When to Use / When Not
| Scenario | Use | Avoid |
|---|---|---|
| Comparing agent-memory vendors on a shared task | ✅ | |
| Stress-testing your own retrieval pipeline before launch | ✅ | |
| Predicting end-user satisfaction with a memory feature | ❌ | |
| Tracking memory-quality regressions across releases | ✅ | |
| Validating that an LLM is “aware” of past conversations | ❌ | |
| Estimating privacy or surveillance risk of stored memory | ❌ |
Common Misconception
Myth: A high LongMemEval score means an agent will reliably remember anything a user tells it in production. Reality: LongMemEval tests five specific abilities on a fixed set of curated multi-session conversations. Real users send weirder messages, change topics in messier ways, and contradict themselves more often. A high score is necessary, not sufficient — and a single headline number can hide a system that fails badly at one of the five abilities.
One Sentence to Remember
LongMemEval is the closest thing the agent-memory category has to a shared scorecard — read the per-ability breakdown, not the headline number, before you trust any vendor’s claim that their system remembers.
FAQ
Q: Who created LongMemEval? A: LongMemEval was introduced in October 2024 by Wu et al. in arXiv 2410.10813, with code and data released on GitHub. It was published at ICLR 2025 and updated in March 2025.

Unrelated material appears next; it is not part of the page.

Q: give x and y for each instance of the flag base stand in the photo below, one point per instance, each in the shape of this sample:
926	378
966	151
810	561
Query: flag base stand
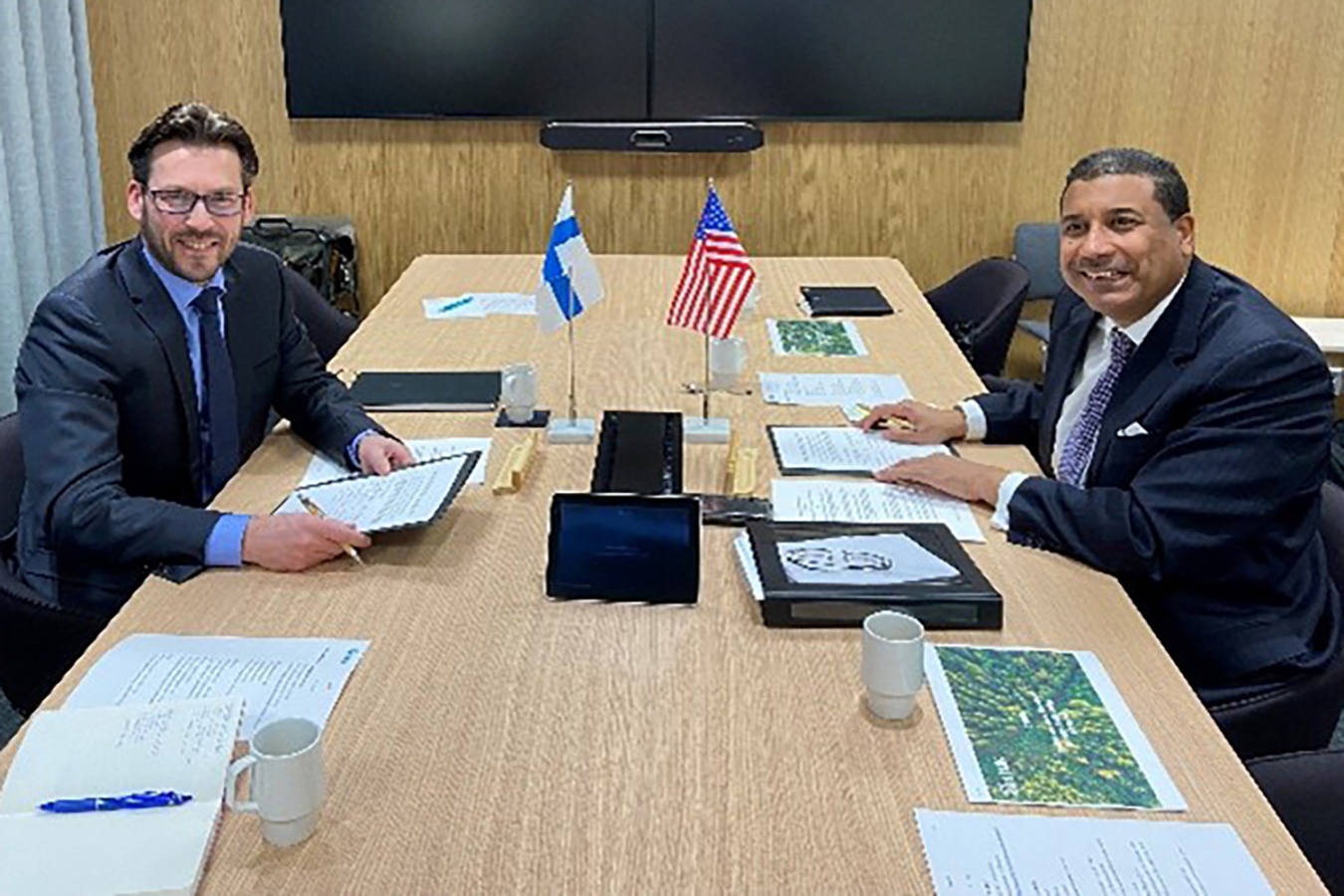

Q: Is LongMemEval the same as LoCoMo? A: No. Both benchmark long-term memory in agents, but they use different conversation sets, different question styles, and different ability decompositions. Many vendors now publish scores on both for credibility.
Q: Can I run LongMemEval on my own agent? A: Yes. The dataset and evaluation code are open source on GitHub. You need an LLM judge for grading, and you should report the per-ability scores so your results are comparable to published numbers.
Sources
- LongMemEval paper: LongMemEval: Benchmarking Chat Assistants on Long-Term Interactive Memory - Original benchmark paper introducing the five-ability framework and 500-question test set, published at ICLR 2025.
- LongMemEval GitHub: xiaowu0162/LongMemEval - Official open-source repository with the dataset, evaluation scripts, and pointers to current results.
Expert Takes
Not one number. Five separate abilities. LongMemEval frames memory as extraction, multi-session reasoning, temporal reasoning, knowledge updates, and abstention. That decomposition matters scientifically — a model can ace recall and still fail at telling you when it doesn’t know. The benchmark forces those failure modes into the open instead of letting a single score hide them. Treat the per-ability breakdown, not the headline figure, as the real signal of what an agent actually remembers.
When you wire an agent to a memory layer, you need a contract that defines what “remembered” means. LongMemEval gives you that contract by specification — five abilities, one split, public questions, public judge logic. If a memory vendor publishes a score, you can ask which abilities they passed and which they skipped. That turns vague memory promises into something an integration spec can actually pin down. Without a shared scorecard, you’re buying mood.
Every serious agent-memory startup now quotes a LongMemEval number on its homepage. That alone tells you the benchmark already became the buying scorecard for the category. The vendors who refuse to publish are signaling something. The ones who publish a headline score and quietly skip the per-ability table are signaling something else. Read the table. Read the silence. Then decide who you trust with your users’ history.
A benchmark measures what it measures. LongMemEval measures whether an assistant can answer questions about your past sessions. It does not measure whether the assistant should be holding those past sessions at all, what happens when that memory is subpoenaed, sold, or leaked, or who reviewed the user’s consent before logging began. The score tells you the system can remember. It does not tell you the system was ever asked to forget.